The intelligence can’t change underneath you.
The model ships in your binary — it can’t be silently retuned, throttled, or revoked, because no one else holds it. Pin the weights by hash, gate every change behind your own evals, and behaviour changes when you decide. Deterministic replay reproduces a production run with identical reasoning — the audit property a rented model can’t offer.
Sell it like software.
Price it however you want: one-time, subscription, or free. Your unit economics are uncapped — no provider takes a margin between you and your users. Your brand carries the experience, not someone else’s logo.
#include <lloyal/hdk.hpp>
// Runs on the equipment's own compute.
// Compiled native, no network in the loop.

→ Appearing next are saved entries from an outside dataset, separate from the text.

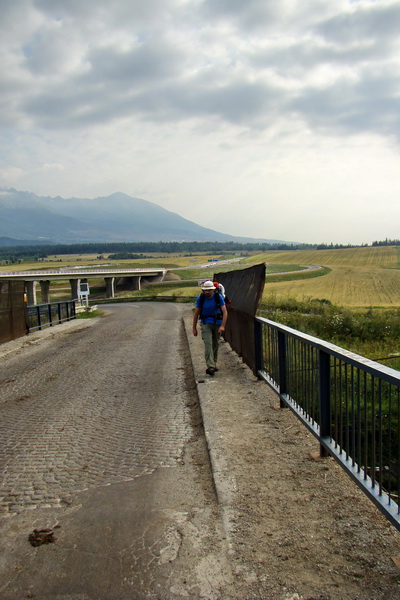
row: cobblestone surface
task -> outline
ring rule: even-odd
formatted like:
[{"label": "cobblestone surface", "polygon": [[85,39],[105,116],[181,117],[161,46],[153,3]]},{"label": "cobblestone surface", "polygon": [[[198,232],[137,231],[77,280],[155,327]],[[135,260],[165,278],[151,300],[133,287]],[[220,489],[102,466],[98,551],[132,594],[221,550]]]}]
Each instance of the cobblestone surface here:
[{"label": "cobblestone surface", "polygon": [[140,305],[124,310],[128,321],[113,314],[2,358],[2,514],[68,504],[182,459],[192,392],[179,306],[145,321]]},{"label": "cobblestone surface", "polygon": [[229,345],[206,377],[190,307],[114,312],[0,348],[1,599],[400,600],[399,532]]}]

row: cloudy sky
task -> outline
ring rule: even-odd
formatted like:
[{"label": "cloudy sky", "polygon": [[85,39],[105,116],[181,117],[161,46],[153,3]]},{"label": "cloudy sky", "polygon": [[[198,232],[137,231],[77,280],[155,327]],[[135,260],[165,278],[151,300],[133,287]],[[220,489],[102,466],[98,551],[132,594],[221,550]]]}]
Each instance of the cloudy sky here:
[{"label": "cloudy sky", "polygon": [[400,238],[399,0],[2,0],[0,186]]}]

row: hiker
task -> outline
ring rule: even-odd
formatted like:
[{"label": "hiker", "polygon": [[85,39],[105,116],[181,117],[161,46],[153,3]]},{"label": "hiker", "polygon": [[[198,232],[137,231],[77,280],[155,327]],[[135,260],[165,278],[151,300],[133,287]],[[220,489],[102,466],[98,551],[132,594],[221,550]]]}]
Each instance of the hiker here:
[{"label": "hiker", "polygon": [[202,293],[196,299],[193,315],[193,335],[197,336],[197,321],[201,321],[201,337],[204,342],[206,373],[214,376],[217,369],[219,334],[225,331],[228,312],[225,300],[216,291],[212,281],[205,281]]}]

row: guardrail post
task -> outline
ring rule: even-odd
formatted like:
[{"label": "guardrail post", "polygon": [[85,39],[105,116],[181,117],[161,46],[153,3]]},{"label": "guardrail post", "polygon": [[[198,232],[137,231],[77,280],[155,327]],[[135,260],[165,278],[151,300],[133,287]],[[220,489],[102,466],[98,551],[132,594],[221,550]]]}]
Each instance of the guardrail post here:
[{"label": "guardrail post", "polygon": [[[331,370],[330,356],[319,350],[319,434],[320,438],[331,437]],[[320,456],[329,456],[329,452],[320,444]]]},{"label": "guardrail post", "polygon": [[280,407],[285,408],[286,404],[282,400],[282,396],[287,394],[287,343],[286,335],[282,331],[278,331],[278,361],[279,361],[279,396]]}]

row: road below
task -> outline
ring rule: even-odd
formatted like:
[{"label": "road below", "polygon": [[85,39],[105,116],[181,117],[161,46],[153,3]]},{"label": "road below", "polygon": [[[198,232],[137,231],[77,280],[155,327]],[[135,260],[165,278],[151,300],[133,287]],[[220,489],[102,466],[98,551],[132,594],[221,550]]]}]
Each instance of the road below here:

auto pool = hdk::agent_pool({
.orchestrate = hdk::parallel(perceive, plan, monitor),
.tools = { control.dispatch_command },
.terminal_tool_name = "dispatch",
});
// Each cycle: observe, orient, decide, act.
for (;;) {
auto frame = hdk::fuse(camera, lidar, imu);
co_await pool.run(frame);
}
On‑board intelligence.
Literally.
Enable the equipment you manufacture to run multi-agent Observe Orient Decide Act loops natively. No AI box, no networking overhead. Deploy models with 3D spatial reasoning that take sensor-fusion input and dispatch actuation as tool calls — autonomously, or with a human in the loop. Functional safety stays where it belongs: in your certified hardware layer. In development with launch partners, co-engineering toward 2026–2027 production cycles.